Remembering Things
Dr Harry Alder is a presenter of international management seminars and a prolific author of books on management, personal development, business leadership, creativity and NLP. Harry lives in Wallasey.
In this chapter:
- How you can make the most of your memory by understanding the role of graphical ideas and techniques.
Memory uses all five senses, especially vision. If you think back to a friend or teacher at school you may say something like ‘I can see her now’. Our language, as is often the case, accurately reflects what is happening in the brain as we ‘see’ past events with our internal senses. We call this remembering. When ‘seeing’ a future situation we might call it imagination, daydreaming, visualisation or whatever.
It figures that pictures play a big part in memory, and indeed we know this from research carried out over many years. For instance, most people can remember peoples’ faces better than their names. This is a special kind of visual skill that seems to be hardwired into our brain. For example, we can pick out someone we know in a crowd from the scantiest of visual clues.
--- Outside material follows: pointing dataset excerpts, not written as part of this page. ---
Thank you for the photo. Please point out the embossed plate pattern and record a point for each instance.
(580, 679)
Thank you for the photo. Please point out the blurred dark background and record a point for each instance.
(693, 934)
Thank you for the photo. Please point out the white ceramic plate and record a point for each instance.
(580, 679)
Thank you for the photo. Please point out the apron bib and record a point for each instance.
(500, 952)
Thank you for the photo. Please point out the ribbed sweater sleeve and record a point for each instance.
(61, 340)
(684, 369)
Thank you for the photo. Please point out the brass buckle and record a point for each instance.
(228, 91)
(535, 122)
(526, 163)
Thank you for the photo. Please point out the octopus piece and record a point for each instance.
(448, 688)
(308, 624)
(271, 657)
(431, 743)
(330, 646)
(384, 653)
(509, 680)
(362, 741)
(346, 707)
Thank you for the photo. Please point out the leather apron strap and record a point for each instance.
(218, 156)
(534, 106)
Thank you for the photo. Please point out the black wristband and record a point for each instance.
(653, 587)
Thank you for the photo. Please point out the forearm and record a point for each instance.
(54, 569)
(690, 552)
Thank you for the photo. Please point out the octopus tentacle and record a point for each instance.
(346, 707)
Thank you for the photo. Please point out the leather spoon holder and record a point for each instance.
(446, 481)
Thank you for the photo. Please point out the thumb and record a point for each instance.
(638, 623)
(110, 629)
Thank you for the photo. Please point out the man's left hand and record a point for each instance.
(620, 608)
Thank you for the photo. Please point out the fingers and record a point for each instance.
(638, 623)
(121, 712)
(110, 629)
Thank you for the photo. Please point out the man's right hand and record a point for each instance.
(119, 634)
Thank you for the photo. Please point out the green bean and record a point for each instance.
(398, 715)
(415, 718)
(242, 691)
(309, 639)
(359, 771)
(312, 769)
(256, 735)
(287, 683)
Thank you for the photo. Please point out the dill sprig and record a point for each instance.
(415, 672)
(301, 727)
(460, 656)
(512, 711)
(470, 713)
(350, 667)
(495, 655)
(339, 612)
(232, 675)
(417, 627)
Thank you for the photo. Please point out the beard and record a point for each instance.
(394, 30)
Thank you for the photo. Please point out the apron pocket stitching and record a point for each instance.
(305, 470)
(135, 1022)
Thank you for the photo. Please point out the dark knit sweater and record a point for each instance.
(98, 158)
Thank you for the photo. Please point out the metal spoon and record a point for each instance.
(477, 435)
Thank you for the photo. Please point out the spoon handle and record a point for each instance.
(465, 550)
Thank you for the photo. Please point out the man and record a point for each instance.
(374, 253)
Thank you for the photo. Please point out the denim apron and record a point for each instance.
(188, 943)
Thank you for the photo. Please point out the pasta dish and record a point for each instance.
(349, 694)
So if you have to remember things – say for an examination or when learning new tasks at work – you can make the job quicker and easier by deliberately employing visual techniques wherever you can. You can enhance your memory power generally using graphical techniques, using the sorts of shapes and pictures you have met through the book
Memory systems
Most popular memory systems have a strong visual element. This usually involves symbols, such as numbers or letters, but images or pictures play a special part. Pictures in this sense include well-established visual memories that are part of your life experience. You can associate these with new sensory inputs (including things you want to remember) to help you to remember them better. Pictures on paper, rather than just in the mind, play a far smaller but still significant part in popular memory systems. However, as we have seen, they can be applied to note-taking, giving a presentation etc, the purpose of which, in each case, is to aid memory.
As used in memory systems, a letter, number or any symbol is just a shape. In some cases such as O, T, U and X, letters are very common shapes that we come across every day in such things as road signs. Although they figure in words and language, these are just simple shapes or graphics. Until letters become a word, they don’t have the disadvantages of words and language over simple pictures when it comes to remembering.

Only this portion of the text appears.